Resta salvo che, come sancito dal comma 2 dell’art. 234 cpp, “quando l’originale di un documento del quale occorre far uso è per qualsiasi causa distrutto, smarrito o sottratto e non è possibile recuperarlo, può esserne acquisita copia”.



Di Ilaria Parlato

note

[1] Cass. Pen., Sez. III, 12 maggio 2016 – 3 febbraio 2017, n. 5241.

[2] Cass. Pen., Sez. III, 24 marzo 2011 – 13 maggio 2011, n. 18908.

[3] Cass. Pen., 10 dicembre 2009 – 16 febbraio 2010, n. 6297; Cass. Pen., Sez. II, 03 maggio 2007, n. 16886; Cass. Pen., Sez. VI, 12 aprile 2000 – 02 agosto 2000, n. 8722; Cass. Pen., Sez. VI, 8 aprile 1994 – 6 giugno 1994, n. 6633, Giannola, CED 188526), né necessita dell’autorizzazione del giudice per le indagini preliminari ai sensi dell’art. 267 c.p.p. (Cass. Pen., 7 aprile 2010 n. 23742; Cass. Pen., II Sez., 14 ottobre 2010 – 04 gennaio 2011, n. 7.

[4] Cass. Pen., Sez. III, 12 maggio 2016 – 3 febbraio 2017, n. 5241; Cass. Pen., Sez. VI, 16 marzo 2011 – 05 agosto 2011, n. 31342; Cass. Pen., II Sez., 14 ottobre 2010 – 04 gennaio 2011, n. 7; Cass. Pen., Sez. IV, 11 giugno 2009 – 30 ottobre 2009, n. 41799; Cass. Pen., Sez. VI, 24 febbraio 2009 – 22 aprile 2009, n. 16986; Cass. Pen., Sez. II, 03 maggio 2007, n. 16886; Cass. Pen., Sez. VI, 9 febbraio 2005 – 29 marzo 2005, n. 12189; Cass., Sez. Un., 28 maggio 2003 – 24 settembre 2003, n. 36747; Cass. Pen., Sez. V, 25 febbraio 1999, n. 2486; Cass. Pen., Sez. I, 02 marzo 1999 – 08 giugno 1999, n. 7239; Cass. Pen., Sez. IV, 27 luglio 1998, n. 8759; Cass. Pen., Sez. VI, 15 maggio 1997, n. 1444; Cass. Pen., Sez. VI, 26 giugno 1996, n. 6323; Cass. Pen., 9 luglio 1996, Cannella, ivi 205799; Cass. Pen., Sez. VI, 8 aprile 1994 – 6 giugno 1994, n. 6633, Giannola, CED 188526.

[5] Cass. Pen., Sez. II, 05 novembre 2002 – 17 dicembre 2002, n. 42486; Cass. Pen., Sez. I, 22 aprile 1992 – 9 maggio 1992, n. 5467.

[6] Cass. Pen., Sez. III, 12 maggio 2016 – 3 febbraio 2017, n. 5241; Cass. Pen., Sez. V, 16 gennaio 2015, n. 2304; Cass. Pen., Sez. VI, 16 marzo 2011 – 05 agosto 2011, n. 31342; Cass. Pen., Sez. IV, 11 giugno 2009 – 30 ottobre 2009, n. 41799; Cass.

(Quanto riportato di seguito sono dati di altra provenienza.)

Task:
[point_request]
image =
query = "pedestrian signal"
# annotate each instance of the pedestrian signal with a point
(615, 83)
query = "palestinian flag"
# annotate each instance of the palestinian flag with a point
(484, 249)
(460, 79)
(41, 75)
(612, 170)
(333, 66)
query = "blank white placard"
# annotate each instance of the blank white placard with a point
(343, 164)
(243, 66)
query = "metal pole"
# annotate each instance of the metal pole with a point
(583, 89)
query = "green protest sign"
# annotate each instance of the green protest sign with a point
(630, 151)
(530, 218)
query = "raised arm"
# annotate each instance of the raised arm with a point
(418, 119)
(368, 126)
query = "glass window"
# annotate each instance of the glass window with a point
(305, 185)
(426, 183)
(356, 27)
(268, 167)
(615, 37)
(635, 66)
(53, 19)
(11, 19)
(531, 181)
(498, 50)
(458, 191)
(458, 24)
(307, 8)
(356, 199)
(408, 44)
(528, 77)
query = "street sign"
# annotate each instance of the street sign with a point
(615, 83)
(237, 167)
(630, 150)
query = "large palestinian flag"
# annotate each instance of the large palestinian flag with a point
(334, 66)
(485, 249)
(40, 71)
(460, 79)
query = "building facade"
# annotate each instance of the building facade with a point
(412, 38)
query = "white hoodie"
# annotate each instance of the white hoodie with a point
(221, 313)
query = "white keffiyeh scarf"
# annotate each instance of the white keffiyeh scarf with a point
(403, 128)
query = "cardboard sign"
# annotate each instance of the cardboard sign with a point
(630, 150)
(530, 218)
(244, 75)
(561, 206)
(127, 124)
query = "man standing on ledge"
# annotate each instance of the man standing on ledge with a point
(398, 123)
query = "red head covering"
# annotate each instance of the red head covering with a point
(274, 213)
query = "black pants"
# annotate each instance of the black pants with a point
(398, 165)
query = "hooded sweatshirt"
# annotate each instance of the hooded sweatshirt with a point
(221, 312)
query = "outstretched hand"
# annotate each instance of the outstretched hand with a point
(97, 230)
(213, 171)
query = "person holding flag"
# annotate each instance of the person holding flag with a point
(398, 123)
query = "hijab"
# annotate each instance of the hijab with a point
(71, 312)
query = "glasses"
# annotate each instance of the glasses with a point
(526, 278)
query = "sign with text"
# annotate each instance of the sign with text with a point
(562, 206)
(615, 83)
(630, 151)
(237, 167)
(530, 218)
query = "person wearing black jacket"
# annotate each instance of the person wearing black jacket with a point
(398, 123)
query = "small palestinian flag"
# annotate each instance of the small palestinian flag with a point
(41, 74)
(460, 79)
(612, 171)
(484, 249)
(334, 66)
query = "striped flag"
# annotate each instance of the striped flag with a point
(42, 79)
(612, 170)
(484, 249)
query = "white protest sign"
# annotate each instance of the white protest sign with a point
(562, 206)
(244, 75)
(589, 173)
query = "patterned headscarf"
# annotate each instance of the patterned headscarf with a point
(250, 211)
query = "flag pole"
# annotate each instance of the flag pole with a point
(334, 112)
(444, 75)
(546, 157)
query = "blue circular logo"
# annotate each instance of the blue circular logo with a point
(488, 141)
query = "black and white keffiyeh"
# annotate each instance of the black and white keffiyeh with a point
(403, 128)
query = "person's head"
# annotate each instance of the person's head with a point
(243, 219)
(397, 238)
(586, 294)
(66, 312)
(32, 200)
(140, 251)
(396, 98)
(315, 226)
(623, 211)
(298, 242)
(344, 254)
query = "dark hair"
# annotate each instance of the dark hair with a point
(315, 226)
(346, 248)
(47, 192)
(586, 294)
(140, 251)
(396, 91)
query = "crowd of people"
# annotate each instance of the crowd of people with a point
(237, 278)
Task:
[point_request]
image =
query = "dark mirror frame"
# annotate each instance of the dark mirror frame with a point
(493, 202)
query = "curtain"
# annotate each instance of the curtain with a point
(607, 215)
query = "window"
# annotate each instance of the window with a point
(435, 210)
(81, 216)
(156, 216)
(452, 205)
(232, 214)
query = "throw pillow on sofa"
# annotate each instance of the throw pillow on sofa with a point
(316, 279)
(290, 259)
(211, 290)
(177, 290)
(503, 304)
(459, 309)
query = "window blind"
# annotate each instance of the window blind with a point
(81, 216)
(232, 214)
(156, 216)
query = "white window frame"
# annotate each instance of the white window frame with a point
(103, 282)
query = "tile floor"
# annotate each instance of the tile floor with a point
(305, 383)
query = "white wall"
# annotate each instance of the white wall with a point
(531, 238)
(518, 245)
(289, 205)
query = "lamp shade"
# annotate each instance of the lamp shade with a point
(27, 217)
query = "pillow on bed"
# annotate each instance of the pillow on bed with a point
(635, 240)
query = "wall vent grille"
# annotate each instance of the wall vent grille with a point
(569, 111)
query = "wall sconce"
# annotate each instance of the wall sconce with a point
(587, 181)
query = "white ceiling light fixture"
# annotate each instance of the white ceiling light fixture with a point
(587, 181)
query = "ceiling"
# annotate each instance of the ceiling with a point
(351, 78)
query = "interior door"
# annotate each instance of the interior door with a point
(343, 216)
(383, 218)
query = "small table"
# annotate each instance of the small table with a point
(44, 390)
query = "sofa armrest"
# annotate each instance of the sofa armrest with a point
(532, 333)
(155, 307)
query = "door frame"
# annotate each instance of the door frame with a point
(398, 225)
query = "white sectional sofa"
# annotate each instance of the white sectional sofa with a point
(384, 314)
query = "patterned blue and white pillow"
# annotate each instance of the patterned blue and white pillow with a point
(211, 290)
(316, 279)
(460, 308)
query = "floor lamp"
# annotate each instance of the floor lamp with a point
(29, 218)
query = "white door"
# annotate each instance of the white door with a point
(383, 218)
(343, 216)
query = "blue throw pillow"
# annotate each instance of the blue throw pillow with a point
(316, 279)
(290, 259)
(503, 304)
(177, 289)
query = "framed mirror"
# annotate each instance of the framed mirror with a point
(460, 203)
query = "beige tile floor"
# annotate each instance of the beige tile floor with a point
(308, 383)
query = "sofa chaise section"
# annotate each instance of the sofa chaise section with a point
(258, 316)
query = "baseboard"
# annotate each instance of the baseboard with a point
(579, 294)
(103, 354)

Pen., Sez. VI, 24 febbraio 2009 – 22 aprile 2009, n. 16986; Cass. Pen., Sez. II, 03 maggio 2007, n. 16886; Cass. Pen., Sez. VI, 9 febbraio 2005 – 29 marzo 2005, n. 12189; Cass., Sez. Un., 28 maggio 2003 – 24 settembre 2003, n. 36747; Cass. Pen., Sez. V, 25 febbraio 1999, n. 2486; Cass. Pen., Sez. IV, 27 luglio 1998, n. 8759; Cass. Pen., Sez. VI, 15 maggio 1997, n. 1444; Cass. Pen., Sez. VI, 26 giugno 1996, n. 6323; Cass. Pen., 9 luglio 1996, Cannella, ivi 205799; Cass. Pen., Sez. VI, 8 aprile 1994 – 6 giugno 1994, n. 6633, Giannola, CED 188526.

[7] Cass. Pen., Sez. V, 19 giugno 2017, n. 49016.